Após reconhecerem que se trata, efetivamente, de uma crise, os líderes precisam começar a montar uma resposta. Todavia, não devem responder como responderiam a uma emergência “de rotina”, isto é, seguindo planos previamente elaborados. Durante uma crise caracterizada por desconhecimento e incerteza, as respostas eficazes têm de ser, em larga medida, improvisadas4, e podem incluir uma ampla gama de ações: não apenas medidas temporárias (por exemplo, instituir políticas de trabalho remoto), mas também ajustes nas práticas de negócios existentes (por exemplo, adotar novas ferramentas que facilitem a colaboração) – práticas que talvez valham a pena manter, mesmo após a crise passar.

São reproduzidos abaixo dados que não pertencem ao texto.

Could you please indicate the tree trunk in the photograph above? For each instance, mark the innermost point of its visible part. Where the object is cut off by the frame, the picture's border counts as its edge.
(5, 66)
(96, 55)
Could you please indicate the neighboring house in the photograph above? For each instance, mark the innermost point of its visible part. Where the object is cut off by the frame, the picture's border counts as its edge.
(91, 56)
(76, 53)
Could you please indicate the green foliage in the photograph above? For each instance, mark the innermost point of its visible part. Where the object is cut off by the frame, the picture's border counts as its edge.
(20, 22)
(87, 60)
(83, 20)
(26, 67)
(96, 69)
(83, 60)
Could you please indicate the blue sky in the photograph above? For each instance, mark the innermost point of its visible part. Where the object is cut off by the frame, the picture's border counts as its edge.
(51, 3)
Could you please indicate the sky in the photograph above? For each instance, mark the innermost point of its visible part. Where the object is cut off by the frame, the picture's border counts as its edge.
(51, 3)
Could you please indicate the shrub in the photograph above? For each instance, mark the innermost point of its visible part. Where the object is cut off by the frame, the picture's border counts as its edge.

O que os líderes precisam durante uma crise não é um plano de resposta predefinido, mas sim comportamentos e mentalidades que os impeçam de reagir de maneira excessiva ou exagerada aos acontecimentos da véspera e os ajudem a olhar para o futuro. Neste artigo, exploramos cinco desses comportamentos e as mentalidades correspondentes que poderão ajudar os líderes a enfrentar a pandemia do coronavírus e também crises futuras.
O que os líderes precisam durante uma crise não é um plano de resposta predefinido, mas sim comportamentos e mentalidades que os impeçam de reagir de maneira excessiva ou exagerada aos acontecimentos da véspera e os ajudem a olhar para o futuro.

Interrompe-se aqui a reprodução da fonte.